Elle n’eut pas une seconde d’hésitation.
— Mais parce qu’à Paris cela ne tire pas à conséquence. Personne ne vous connaît…
Il me sembla entendre Calixte. Pensif, je considérai la jeune fille. Pas une ombre de malice sur ce visage de Greuze, et toujours cet ineffable sourire qui me fondait le cœur. Je m’en voulus du vilain doute dont j’avais failli la ternir. Personne ne vous connaît ! « Cri inconscient de l’éducation, pensai-je, et non de la pure nature. En elle tout est bonté, modestie, loyauté, franchise, simplicité et même naïveté. » Je ne me trompais pas. Nous causâmes. Je l’interrogeai sur ses goûts. Elle me les avoua sans affectation. Le croirait-on ? Elle avait pleuré à Werther. Elle osait aimer Henry Bordeaux. Elle ne lisait pas Marcel Proust à livre ouvert… Une jeune fille ! Une vraie jeune fille ! Je l’écoutais émerveillé, ravi et plus épris que jamais. Mais jamais je ne m’étais senti si dépourvu d’esprit. Hélas ! les grandes passions ne sont pas spirituelles. Et je m’inquiétais du jugement de ma bien-aimée. Saurait-elle reconnaître en ma stupidité la plus éloquente et la plus sincère des déclarations d’amour ?
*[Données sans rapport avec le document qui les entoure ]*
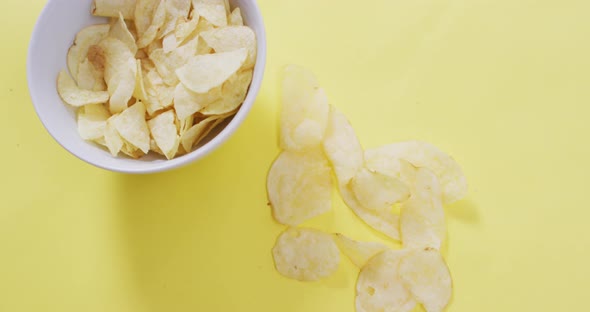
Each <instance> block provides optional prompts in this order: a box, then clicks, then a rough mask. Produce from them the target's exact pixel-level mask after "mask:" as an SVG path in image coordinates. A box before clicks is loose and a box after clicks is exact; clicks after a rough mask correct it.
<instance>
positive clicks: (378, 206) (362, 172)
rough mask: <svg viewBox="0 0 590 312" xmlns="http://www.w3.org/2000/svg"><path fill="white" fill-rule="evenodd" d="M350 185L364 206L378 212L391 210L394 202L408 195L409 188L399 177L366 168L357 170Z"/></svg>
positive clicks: (408, 193)
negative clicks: (378, 171) (357, 170)
mask: <svg viewBox="0 0 590 312" xmlns="http://www.w3.org/2000/svg"><path fill="white" fill-rule="evenodd" d="M350 187H351V189H352V191H353V192H354V195H355V197H356V199H357V201H358V202H359V203H360V204H361V205H362V206H363V207H364V208H366V209H368V210H375V211H378V212H391V209H392V207H393V205H394V204H396V203H399V202H402V201H405V200H407V199H408V198H409V197H410V189H409V188H408V186H407V185H406V184H405V183H403V182H402V181H400V180H399V179H397V178H394V177H392V176H388V175H384V174H380V173H378V172H372V171H370V170H368V169H366V168H362V169H361V170H359V171H358V172H357V174H356V175H355V176H354V177H353V178H352V180H351V181H350Z"/></svg>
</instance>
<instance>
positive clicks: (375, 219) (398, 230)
mask: <svg viewBox="0 0 590 312" xmlns="http://www.w3.org/2000/svg"><path fill="white" fill-rule="evenodd" d="M339 190H340V196H341V197H342V200H343V201H344V203H345V204H346V205H347V206H348V207H349V208H350V209H352V211H353V212H354V213H355V214H356V215H357V216H358V217H359V218H360V219H361V220H363V221H364V222H365V223H366V224H367V225H368V226H370V227H371V228H373V229H375V230H377V231H379V232H381V233H383V234H385V235H387V236H388V237H390V238H392V239H394V240H400V233H399V215H397V214H394V213H393V212H389V211H388V212H377V211H371V210H368V209H366V208H364V207H363V206H362V205H361V204H360V203H359V202H358V201H357V199H356V197H355V196H354V193H353V192H352V190H351V189H350V186H349V185H342V184H341V185H340V186H339Z"/></svg>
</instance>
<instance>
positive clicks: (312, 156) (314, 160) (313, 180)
mask: <svg viewBox="0 0 590 312" xmlns="http://www.w3.org/2000/svg"><path fill="white" fill-rule="evenodd" d="M331 178H332V177H331V171H330V167H329V164H328V161H327V160H326V158H325V156H324V154H323V152H322V151H321V150H318V149H312V150H309V151H306V152H295V151H283V152H281V154H280V155H279V156H278V157H277V159H276V160H275V161H274V163H273V164H272V167H271V168H270V171H269V173H268V178H267V191H268V198H269V201H270V205H271V207H272V211H273V216H274V218H275V220H277V221H278V222H279V223H282V224H286V225H292V226H296V225H299V224H301V223H303V222H305V221H306V220H309V219H311V218H313V217H316V216H318V215H321V214H323V213H325V212H328V211H329V210H330V209H331V206H332V179H331Z"/></svg>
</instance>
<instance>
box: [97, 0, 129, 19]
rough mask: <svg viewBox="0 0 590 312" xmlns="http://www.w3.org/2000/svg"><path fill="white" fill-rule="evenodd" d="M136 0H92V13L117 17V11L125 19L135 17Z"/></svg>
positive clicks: (104, 16)
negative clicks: (122, 14)
mask: <svg viewBox="0 0 590 312" xmlns="http://www.w3.org/2000/svg"><path fill="white" fill-rule="evenodd" d="M135 2H136V0H94V1H93V3H92V14H94V15H96V16H104V17H118V16H119V12H120V13H121V14H123V17H124V18H125V19H127V20H132V19H134V18H135V16H134V14H135Z"/></svg>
Autour de moi, les : « Mais, certainement, mon oncle… Mais, comment donc, ma tante… Comme il vous plaira, mon cousin… Vous êtes trop aimable, ma cousine… » allaient d’un train d’enfer.
On se leva de table.
Je passai la soirée sans pouvoir m’arracher à cet état d’extase qui faisait de moi le plus niais des invités. Assis à la même place, muet et gauche comme un collégien, je ne voyais rien hors le sourire et les épaules de Marie-Antoinette. De la conversation des hommes, je n’entendais que quelques mots répétés avec une véhémence particulière : « Chiffre d’affaires. — Bolchevisme. — Spoliation. — Changes. — Gros salaires. — Où allons-nous ? — Suisse. — Ruine. » De la conversation des dames, je ne distinguais également que des mots sans suite : « Le nourrissage de Simone. — L’abbé X… — Le docteur B… — Grands Concerts. — Les couches de Madeleine. — Le docteur G… — Mgr Z… — Brebis égarée… »
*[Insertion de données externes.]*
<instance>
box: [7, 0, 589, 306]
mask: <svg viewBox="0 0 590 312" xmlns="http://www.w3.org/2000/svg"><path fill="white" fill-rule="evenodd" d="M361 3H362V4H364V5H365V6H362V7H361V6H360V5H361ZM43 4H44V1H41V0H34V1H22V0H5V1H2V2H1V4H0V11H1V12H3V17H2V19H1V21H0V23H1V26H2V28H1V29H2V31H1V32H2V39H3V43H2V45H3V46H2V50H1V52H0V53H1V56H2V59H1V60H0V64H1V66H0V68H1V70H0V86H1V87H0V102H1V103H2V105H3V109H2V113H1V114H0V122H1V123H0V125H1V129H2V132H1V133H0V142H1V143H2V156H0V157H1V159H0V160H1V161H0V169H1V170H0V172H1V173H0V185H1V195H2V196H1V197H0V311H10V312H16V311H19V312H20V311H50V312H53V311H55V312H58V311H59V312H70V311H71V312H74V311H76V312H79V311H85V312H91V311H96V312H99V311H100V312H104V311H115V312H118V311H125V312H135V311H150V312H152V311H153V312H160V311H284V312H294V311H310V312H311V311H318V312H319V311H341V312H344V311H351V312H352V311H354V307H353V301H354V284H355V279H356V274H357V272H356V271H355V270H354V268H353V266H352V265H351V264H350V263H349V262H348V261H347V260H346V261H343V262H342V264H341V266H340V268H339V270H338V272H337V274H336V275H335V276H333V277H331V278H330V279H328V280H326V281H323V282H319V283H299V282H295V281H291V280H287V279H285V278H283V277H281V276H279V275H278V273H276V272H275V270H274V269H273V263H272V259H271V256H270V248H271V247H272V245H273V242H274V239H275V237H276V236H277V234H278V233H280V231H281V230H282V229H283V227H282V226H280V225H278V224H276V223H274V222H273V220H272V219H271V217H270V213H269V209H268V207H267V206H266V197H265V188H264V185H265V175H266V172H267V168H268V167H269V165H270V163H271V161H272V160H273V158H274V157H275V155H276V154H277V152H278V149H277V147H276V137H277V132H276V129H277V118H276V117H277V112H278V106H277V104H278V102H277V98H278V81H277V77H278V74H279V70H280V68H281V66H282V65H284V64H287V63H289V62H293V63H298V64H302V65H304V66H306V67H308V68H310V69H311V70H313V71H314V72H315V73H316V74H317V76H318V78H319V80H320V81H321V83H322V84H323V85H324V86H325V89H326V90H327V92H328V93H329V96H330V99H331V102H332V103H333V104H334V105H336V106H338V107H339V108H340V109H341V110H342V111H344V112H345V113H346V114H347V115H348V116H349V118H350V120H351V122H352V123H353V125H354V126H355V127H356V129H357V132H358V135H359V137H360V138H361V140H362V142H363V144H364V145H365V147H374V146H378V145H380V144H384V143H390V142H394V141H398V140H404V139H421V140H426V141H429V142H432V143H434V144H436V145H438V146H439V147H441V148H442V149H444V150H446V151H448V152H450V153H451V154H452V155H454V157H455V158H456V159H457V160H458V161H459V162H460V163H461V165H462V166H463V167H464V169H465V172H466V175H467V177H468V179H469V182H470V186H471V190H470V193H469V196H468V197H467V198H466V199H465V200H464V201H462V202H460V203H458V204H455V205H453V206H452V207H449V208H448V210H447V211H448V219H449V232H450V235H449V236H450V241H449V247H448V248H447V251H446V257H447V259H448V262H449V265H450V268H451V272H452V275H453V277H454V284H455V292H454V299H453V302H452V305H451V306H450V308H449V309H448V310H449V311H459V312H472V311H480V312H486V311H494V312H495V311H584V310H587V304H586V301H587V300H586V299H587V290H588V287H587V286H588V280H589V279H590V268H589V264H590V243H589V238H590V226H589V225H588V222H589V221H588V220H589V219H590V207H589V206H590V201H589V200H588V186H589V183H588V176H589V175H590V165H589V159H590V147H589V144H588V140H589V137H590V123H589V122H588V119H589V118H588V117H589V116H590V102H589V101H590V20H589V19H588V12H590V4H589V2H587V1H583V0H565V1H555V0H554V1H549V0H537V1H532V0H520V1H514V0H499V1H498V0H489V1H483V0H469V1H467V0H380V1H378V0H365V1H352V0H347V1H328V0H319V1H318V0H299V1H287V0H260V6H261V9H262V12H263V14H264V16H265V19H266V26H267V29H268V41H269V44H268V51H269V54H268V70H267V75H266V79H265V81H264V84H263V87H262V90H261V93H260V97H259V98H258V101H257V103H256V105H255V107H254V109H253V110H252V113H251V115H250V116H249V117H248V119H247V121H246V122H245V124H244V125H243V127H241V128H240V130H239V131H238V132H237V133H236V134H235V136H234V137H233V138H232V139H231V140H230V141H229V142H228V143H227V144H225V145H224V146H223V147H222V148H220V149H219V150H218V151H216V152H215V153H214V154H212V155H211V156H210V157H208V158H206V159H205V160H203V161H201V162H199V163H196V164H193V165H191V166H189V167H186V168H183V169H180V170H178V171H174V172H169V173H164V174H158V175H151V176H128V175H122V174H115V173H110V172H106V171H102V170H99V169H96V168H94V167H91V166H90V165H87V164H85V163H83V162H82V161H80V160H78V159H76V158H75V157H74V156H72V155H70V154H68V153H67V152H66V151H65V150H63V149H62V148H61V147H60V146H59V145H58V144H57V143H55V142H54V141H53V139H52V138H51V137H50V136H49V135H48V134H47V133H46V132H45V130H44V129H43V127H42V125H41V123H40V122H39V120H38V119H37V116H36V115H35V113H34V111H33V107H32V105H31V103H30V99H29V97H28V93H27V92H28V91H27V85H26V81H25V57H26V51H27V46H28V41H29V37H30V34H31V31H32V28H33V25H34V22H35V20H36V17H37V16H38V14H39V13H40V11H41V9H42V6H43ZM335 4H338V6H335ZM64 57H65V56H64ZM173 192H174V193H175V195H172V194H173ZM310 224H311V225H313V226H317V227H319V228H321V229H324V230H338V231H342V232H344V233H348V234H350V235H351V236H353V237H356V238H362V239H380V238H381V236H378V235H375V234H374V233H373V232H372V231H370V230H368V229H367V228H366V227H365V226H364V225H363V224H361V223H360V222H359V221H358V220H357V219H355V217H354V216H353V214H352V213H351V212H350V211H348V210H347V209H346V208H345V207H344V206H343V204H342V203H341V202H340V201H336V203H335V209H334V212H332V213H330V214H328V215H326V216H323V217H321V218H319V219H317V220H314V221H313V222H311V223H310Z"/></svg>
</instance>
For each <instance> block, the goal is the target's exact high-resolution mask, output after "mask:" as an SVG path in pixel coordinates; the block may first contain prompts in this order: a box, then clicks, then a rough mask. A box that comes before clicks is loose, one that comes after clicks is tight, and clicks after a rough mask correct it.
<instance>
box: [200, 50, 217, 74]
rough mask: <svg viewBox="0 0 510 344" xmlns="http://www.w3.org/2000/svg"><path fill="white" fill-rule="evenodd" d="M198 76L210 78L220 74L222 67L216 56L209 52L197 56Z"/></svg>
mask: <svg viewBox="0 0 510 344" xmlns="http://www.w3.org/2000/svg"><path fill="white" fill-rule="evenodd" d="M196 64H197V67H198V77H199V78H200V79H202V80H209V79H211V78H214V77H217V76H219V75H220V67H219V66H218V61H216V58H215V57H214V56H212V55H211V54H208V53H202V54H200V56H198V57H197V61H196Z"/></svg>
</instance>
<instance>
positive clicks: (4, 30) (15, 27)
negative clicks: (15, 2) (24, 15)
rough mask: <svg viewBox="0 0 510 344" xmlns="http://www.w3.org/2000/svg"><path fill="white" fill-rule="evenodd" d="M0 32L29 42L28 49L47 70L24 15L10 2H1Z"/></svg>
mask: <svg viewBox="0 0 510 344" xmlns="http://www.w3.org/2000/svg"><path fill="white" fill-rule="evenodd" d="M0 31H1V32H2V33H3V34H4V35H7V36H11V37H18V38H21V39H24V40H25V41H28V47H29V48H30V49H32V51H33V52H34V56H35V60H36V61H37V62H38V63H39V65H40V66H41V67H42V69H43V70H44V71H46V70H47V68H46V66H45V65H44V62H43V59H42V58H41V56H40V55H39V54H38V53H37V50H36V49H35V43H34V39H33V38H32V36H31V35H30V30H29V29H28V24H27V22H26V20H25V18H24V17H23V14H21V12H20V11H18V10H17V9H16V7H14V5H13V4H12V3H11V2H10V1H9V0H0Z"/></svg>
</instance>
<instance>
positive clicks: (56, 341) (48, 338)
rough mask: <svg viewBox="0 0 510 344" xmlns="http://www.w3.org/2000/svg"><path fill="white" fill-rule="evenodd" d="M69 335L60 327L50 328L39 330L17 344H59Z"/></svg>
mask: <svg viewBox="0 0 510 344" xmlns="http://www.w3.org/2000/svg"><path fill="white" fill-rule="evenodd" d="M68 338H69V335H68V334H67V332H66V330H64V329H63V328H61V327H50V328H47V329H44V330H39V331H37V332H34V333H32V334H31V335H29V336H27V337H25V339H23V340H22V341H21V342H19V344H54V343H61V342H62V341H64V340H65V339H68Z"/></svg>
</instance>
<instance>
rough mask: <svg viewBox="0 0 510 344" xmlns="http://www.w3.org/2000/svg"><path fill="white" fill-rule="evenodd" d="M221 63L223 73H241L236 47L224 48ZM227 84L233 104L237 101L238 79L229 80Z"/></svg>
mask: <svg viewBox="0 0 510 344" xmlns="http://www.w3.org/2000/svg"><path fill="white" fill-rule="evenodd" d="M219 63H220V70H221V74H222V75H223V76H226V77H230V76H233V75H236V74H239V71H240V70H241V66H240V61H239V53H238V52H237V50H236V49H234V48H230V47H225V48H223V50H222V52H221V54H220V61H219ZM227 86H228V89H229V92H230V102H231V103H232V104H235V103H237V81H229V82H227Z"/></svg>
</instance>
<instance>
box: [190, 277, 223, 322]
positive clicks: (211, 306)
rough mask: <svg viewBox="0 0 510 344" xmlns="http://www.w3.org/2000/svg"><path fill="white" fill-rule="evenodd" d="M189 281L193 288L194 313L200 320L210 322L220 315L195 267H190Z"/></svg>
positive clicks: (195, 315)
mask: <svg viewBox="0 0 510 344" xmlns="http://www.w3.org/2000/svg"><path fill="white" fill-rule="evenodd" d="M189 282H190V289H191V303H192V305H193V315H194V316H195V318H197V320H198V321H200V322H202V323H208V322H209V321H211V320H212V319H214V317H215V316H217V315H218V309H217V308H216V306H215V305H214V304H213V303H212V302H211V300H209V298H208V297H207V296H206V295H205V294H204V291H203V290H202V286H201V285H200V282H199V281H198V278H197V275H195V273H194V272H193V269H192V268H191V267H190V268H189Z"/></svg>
Et il me semblait que la jeune et jolie Mme V… n’aurait pas dû porter un jupon d’alpaga noir sous son élégante robe de crêpe de Chine blanc, et que les beaux brillants de Mme Z… auraient jeté de tout autres feux s’ils avaient été soigneusement décrassés.
— Vous m’avez dit, je crois, monsieur, que vous aimiez la danse. Si cela vous plaisait, je pourrais vous faire inviter au bal de Mme de Sermanges.
C’était bien à moi que s’adressait Mlle Vernon en m’offrant une tasse de thé. Je saisis la tasse, acceptai distraitement le sucre, la crème, le rhum — que n’aurais-je pas accepté ? — et répondis… On devine ma réponse. Telle était mon émotion que je dus poser ma tasse sur un guéridon voisin…
— Hé bien, c’est entendu. Vous recevrez une carte prochainement.
Elle s’éloigna. Je la vis s’approcher de M. Taffarel qui lui tapota le menton. Ce fut à ce moment précis que je pris la résolution de me faire Lyonnais.
Il était un peu plus de minuit quand Mme Arsène Jutet, la première, se leva. Tout le monde, aussitôt, l’imita.
Précédé de Calixte, qui brandissait un gigantesque candélabre à six branches, nous descendîmes l’escalier en file indienne. Mme Greillon-Delamotte avait bien voulu accepter mon bras. Durant la descente, nous croisâmes, comme à l’ordinaire, quelques gros matous en goguette. Déjà le brouillard nocturne nous chatouillait les narines et la gorge. Nous toussions et éternuions à qui mieux mieux…
J’obtins la faveur inespérée d’accompagner Mme Greillon-Delamotte jusque chez elle.